Tuesday, August 25, 2009
S.C. Clarifies Rule on Attorney Fees in ‘Med-Pay’ Dispute
By SHERRI M. OKAMOTO, Staff Writer
An automobile insurer is not liable for attorney fees incurred by an insured in order to obtain medical payment compensation from a third party tortfeasor, the California Supreme Court said yesterday in a unanimous decision.
Affirming the Fourth District Court of Appeal’s unpublished 2007 ruling, the state high court clarified that Silvia Quintana had to be “made whole” as to all damages caused by her 2003 car accident but that her attorney fees in securing compensation from a third party were subject to a separate equitable apportionment between her and her insurer.
Quintana had received $1,000 from 21st Century Insurance Company, pursuant to her auto insurance policy’s medical payment coverage. She also sued the third party tortfeasor, incurring $2,106.50 in attorney fees, and settled her action for $6,000.
Her insurer then requested reimbursement of $600, having calculated its pro rata share of the attorney fees Quintana expended in collecting damages from the third party tortfeasor as $400.
Asserting that 21st Century could not lawfully require any reimbursement, Quintana filed a class action against the insurer alleging violation of Business and Professions Code Sec. 17200, conversion, and unjust enrichment.
She argued that she had not been made whole by the $6,000 settlement and $1,000 insurance disbursement since she only recovered a total of $4,893.50 after taking her litigation expenses into account,
The insurer demurred to her complaint, contending that Quintana did not state a cause of action because California law includes no attorney fees or costs in the made-whole calculation and that reimbursement for attorney fees is separately determined under an equitable apportionment rule.
San Diego Superior Court Judge Kevin A. Enright overruled the demurrer, and the Fourth District Court of Appeal subsequently considered 21st Century’s petition for a writ of mandate along with four others which raised the identical legal issue against different insurers.
A divided Div. One panel granted 21st Century’s writ petition and ordered the trial court to vacate its judgment and enter a new order sustaining the demurrer.

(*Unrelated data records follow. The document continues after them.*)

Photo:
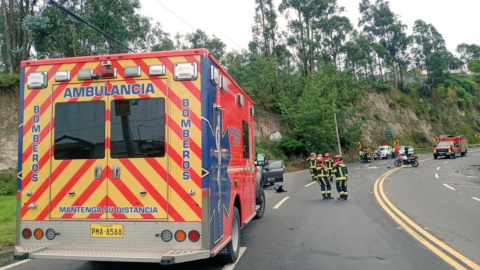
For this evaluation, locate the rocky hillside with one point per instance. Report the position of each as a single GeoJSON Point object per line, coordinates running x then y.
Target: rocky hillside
{"type": "Point", "coordinates": [416, 117]}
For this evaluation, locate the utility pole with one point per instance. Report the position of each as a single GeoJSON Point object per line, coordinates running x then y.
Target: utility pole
{"type": "Point", "coordinates": [336, 128]}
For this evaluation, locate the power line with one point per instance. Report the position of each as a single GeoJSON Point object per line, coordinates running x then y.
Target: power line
{"type": "Point", "coordinates": [78, 18]}
{"type": "Point", "coordinates": [317, 115]}
{"type": "Point", "coordinates": [220, 32]}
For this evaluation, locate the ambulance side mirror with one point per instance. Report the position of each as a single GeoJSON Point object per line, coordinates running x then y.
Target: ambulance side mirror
{"type": "Point", "coordinates": [261, 160]}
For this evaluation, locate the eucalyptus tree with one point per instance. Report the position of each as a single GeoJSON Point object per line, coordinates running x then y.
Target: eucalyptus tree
{"type": "Point", "coordinates": [265, 27]}
{"type": "Point", "coordinates": [15, 42]}
{"type": "Point", "coordinates": [304, 29]}
{"type": "Point", "coordinates": [383, 26]}
{"type": "Point", "coordinates": [430, 50]}
{"type": "Point", "coordinates": [468, 52]}
{"type": "Point", "coordinates": [334, 34]}
{"type": "Point", "coordinates": [56, 34]}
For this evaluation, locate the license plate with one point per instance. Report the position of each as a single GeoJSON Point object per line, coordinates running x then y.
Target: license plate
{"type": "Point", "coordinates": [106, 230]}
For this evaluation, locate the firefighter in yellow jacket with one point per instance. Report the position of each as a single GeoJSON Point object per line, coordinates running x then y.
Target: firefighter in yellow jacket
{"type": "Point", "coordinates": [341, 176]}
{"type": "Point", "coordinates": [313, 164]}
{"type": "Point", "coordinates": [322, 180]}
{"type": "Point", "coordinates": [329, 164]}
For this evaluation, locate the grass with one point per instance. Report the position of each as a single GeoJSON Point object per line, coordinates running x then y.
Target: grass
{"type": "Point", "coordinates": [8, 210]}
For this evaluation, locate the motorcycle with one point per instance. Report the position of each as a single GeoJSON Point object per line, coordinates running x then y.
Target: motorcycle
{"type": "Point", "coordinates": [403, 160]}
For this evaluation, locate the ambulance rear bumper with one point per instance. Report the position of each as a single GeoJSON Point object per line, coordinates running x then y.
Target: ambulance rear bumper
{"type": "Point", "coordinates": [165, 258]}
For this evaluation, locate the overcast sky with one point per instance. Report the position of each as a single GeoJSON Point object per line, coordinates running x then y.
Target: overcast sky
{"type": "Point", "coordinates": [231, 20]}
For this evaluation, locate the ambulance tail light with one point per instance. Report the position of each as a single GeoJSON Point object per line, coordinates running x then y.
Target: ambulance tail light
{"type": "Point", "coordinates": [194, 236]}
{"type": "Point", "coordinates": [156, 70]}
{"type": "Point", "coordinates": [185, 71]}
{"type": "Point", "coordinates": [180, 236]}
{"type": "Point", "coordinates": [38, 233]}
{"type": "Point", "coordinates": [108, 73]}
{"type": "Point", "coordinates": [62, 76]}
{"type": "Point", "coordinates": [27, 233]}
{"type": "Point", "coordinates": [37, 80]}
{"type": "Point", "coordinates": [131, 72]}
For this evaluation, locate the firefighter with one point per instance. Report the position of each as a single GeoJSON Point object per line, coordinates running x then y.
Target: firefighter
{"type": "Point", "coordinates": [313, 164]}
{"type": "Point", "coordinates": [322, 180]}
{"type": "Point", "coordinates": [341, 176]}
{"type": "Point", "coordinates": [329, 164]}
{"type": "Point", "coordinates": [368, 155]}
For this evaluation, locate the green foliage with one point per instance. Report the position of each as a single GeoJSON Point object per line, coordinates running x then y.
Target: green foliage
{"type": "Point", "coordinates": [425, 90]}
{"type": "Point", "coordinates": [389, 133]}
{"type": "Point", "coordinates": [385, 87]}
{"type": "Point", "coordinates": [8, 83]}
{"type": "Point", "coordinates": [7, 220]}
{"type": "Point", "coordinates": [8, 183]}
{"type": "Point", "coordinates": [406, 89]}
{"type": "Point", "coordinates": [474, 66]}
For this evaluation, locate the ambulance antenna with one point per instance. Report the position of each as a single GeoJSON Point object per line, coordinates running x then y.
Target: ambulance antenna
{"type": "Point", "coordinates": [78, 18]}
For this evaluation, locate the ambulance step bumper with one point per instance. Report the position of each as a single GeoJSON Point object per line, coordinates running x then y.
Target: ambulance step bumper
{"type": "Point", "coordinates": [167, 258]}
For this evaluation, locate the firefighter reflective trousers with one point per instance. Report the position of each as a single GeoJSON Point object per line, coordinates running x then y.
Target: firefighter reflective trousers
{"type": "Point", "coordinates": [324, 186]}
{"type": "Point", "coordinates": [342, 188]}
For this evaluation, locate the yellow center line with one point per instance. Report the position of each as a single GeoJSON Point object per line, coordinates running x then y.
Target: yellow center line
{"type": "Point", "coordinates": [397, 214]}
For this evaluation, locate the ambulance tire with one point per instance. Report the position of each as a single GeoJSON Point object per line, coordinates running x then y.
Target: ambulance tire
{"type": "Point", "coordinates": [233, 248]}
{"type": "Point", "coordinates": [262, 203]}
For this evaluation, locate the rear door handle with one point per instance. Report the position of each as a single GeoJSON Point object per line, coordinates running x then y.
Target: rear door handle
{"type": "Point", "coordinates": [98, 172]}
{"type": "Point", "coordinates": [116, 171]}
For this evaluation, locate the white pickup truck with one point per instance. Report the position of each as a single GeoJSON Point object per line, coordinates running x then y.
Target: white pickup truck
{"type": "Point", "coordinates": [383, 152]}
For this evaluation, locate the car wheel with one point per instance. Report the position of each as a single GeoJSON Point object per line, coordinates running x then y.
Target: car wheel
{"type": "Point", "coordinates": [397, 163]}
{"type": "Point", "coordinates": [261, 210]}
{"type": "Point", "coordinates": [233, 247]}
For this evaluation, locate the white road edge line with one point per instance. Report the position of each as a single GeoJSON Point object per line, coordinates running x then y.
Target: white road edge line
{"type": "Point", "coordinates": [280, 203]}
{"type": "Point", "coordinates": [449, 186]}
{"type": "Point", "coordinates": [230, 266]}
{"type": "Point", "coordinates": [14, 264]}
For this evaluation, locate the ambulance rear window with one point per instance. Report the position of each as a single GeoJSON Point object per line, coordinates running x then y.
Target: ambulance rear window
{"type": "Point", "coordinates": [79, 130]}
{"type": "Point", "coordinates": [138, 128]}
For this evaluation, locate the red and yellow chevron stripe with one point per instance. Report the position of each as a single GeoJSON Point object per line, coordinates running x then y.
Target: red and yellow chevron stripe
{"type": "Point", "coordinates": [161, 178]}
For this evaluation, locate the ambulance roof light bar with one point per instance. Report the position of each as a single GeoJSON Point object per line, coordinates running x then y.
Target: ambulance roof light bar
{"type": "Point", "coordinates": [37, 80]}
{"type": "Point", "coordinates": [185, 71]}
{"type": "Point", "coordinates": [62, 76]}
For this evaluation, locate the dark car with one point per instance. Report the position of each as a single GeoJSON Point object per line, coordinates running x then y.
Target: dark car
{"type": "Point", "coordinates": [273, 172]}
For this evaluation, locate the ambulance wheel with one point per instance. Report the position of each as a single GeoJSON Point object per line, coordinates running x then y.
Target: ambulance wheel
{"type": "Point", "coordinates": [261, 203]}
{"type": "Point", "coordinates": [233, 248]}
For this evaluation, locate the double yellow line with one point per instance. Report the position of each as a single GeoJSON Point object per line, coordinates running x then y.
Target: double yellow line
{"type": "Point", "coordinates": [445, 252]}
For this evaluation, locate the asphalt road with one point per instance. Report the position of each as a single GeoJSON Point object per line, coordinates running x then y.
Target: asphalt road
{"type": "Point", "coordinates": [306, 232]}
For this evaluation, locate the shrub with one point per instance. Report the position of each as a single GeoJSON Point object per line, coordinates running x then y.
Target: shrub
{"type": "Point", "coordinates": [425, 90]}
{"type": "Point", "coordinates": [385, 87]}
{"type": "Point", "coordinates": [406, 89]}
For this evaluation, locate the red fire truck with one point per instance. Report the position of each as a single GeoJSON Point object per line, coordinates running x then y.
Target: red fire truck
{"type": "Point", "coordinates": [450, 146]}
{"type": "Point", "coordinates": [143, 157]}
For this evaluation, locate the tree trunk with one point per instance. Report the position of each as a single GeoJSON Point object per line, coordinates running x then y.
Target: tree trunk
{"type": "Point", "coordinates": [8, 37]}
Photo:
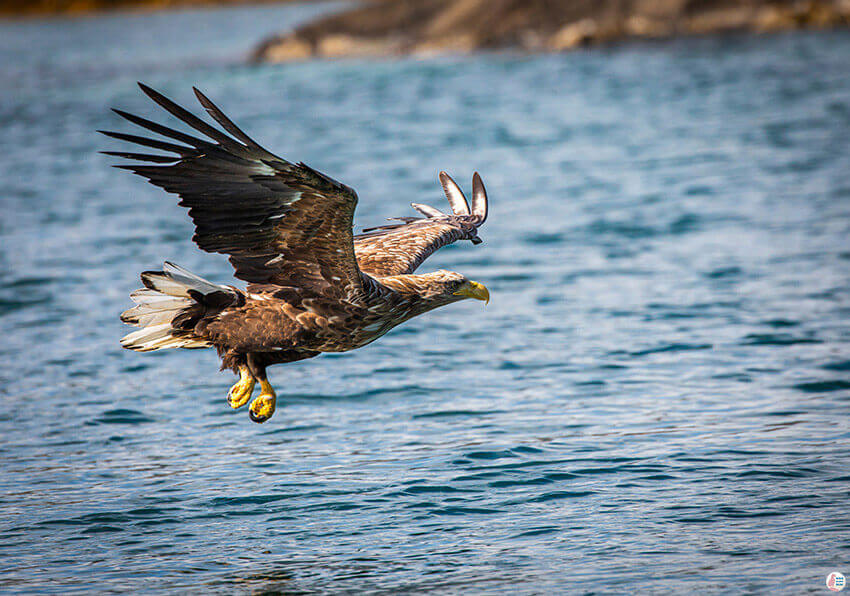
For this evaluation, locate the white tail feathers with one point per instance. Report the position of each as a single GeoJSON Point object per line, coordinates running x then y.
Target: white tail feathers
{"type": "Point", "coordinates": [168, 294]}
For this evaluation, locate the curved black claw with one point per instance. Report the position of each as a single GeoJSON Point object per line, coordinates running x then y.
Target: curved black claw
{"type": "Point", "coordinates": [256, 418]}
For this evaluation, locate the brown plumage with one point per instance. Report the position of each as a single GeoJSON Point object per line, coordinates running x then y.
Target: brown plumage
{"type": "Point", "coordinates": [313, 286]}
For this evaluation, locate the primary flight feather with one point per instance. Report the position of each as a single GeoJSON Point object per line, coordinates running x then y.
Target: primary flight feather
{"type": "Point", "coordinates": [313, 286]}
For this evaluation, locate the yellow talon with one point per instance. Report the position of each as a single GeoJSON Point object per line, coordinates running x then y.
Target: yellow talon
{"type": "Point", "coordinates": [263, 407]}
{"type": "Point", "coordinates": [241, 392]}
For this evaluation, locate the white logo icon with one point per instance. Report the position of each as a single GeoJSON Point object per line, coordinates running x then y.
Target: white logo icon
{"type": "Point", "coordinates": [835, 581]}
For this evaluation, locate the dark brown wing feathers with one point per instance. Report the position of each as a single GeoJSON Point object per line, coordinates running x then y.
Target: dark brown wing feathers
{"type": "Point", "coordinates": [398, 249]}
{"type": "Point", "coordinates": [281, 223]}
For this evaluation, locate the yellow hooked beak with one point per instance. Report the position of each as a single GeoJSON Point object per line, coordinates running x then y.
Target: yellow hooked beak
{"type": "Point", "coordinates": [473, 289]}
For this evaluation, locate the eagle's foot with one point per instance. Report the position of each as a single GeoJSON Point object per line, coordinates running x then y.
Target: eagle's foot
{"type": "Point", "coordinates": [263, 407]}
{"type": "Point", "coordinates": [241, 392]}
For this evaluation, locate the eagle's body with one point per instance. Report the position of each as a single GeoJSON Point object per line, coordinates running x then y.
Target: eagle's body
{"type": "Point", "coordinates": [313, 286]}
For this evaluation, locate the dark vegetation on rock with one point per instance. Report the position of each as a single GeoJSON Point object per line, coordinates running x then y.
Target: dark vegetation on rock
{"type": "Point", "coordinates": [395, 27]}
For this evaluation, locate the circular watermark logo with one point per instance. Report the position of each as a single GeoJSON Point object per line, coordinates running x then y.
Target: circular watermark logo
{"type": "Point", "coordinates": [835, 581]}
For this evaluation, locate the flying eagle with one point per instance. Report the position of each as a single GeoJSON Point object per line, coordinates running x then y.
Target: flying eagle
{"type": "Point", "coordinates": [313, 286]}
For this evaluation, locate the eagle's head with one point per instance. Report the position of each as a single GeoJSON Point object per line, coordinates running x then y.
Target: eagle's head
{"type": "Point", "coordinates": [443, 287]}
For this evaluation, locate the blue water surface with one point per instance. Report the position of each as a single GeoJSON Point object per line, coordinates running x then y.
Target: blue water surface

The opinion by Justice Judith L. Haller—in which Justice Alex C. McDonald joined—held that the made-whole rule does not require an insurer seeking reimbursement to consider the attorney fees the insured expended in recouping her losses from a third party tortfeasor.
Justice Gilbert Nares disagreed, citing his dissenting opinion in Allstate Insurance Company v. Superior Court (Delanzo), 60 Cal.Rptr.3d 782, which advocated for an interpretation of the made-whole rule that would require attorney fees be deducted from the total amount recovered in the third party tortfeasor litigation.
Writing for the California Supreme Court, Justice Ming W. Chin was persuaded by the intermediate appellate court majority’s reasoning, based on the limited nature of medical payment compensation insurance coverage.
Noting that Quintana’s coverage provided her with the benefit of expedient medical payments at lower premiums in the event of an accident and permitted her to retain the insurance payment if she did not recover those expenses directly from the third party tortfeasor, Chin reasoned that Quintana should be responsible for the attorney fees and costs necessary to recover her uninsured damages.
Quintana was entitled to full compensation for her damages before the insurer could demand reimbursement, Chin said, but he clarified that the attorney fees and costs of the third party litigation should be apportioned pro rata because she had recovered for both insured and uninsured losses.
Such apportionment, he concluded, ensured that 21st Century paid its fair share of attorney fees and costs according to what the parties had contracted for and the risks that each party had agreed to bear.
Justice Joyce L. Kennard wrote separately, explaining that she agreed with the result but arrived at the same conclusion via different reasoning.
She opined that equitable apportionment of attorney fees between an insurer and insured so that the insurer pays only the litigation expenses attributable to recovery of the benefits it was contractually obligated to provide “more appropriately complies with the dictate of the American rule that parties must bear their own litigation expenses.”
Justice Kathryn M. Wedegar also offered an alternate rationale for the majority’s conclusion in her separate concurrence, opining that the approach proposed by the plaintiff would “add to the procedural differences between reimbursement and subrogation significant substantive differences, with insureds recovering and retaining more under reimbursement than they would under subrogation, and insurers recovering less,” thereby creating “significant disparities in the treatment of similarly situated insurers, as well as anomalies in the treatment of insureds.”
John T. Brooks of Luce, Forward, Hamilton & Scripps argued before the California Supreme Court on behalf of 21st Century while Quintana was represented by Robert S. Gerstein.
The case is 21st Century Insurance Company v. Superior Court (Quintana), 09 S.O.S. 5127.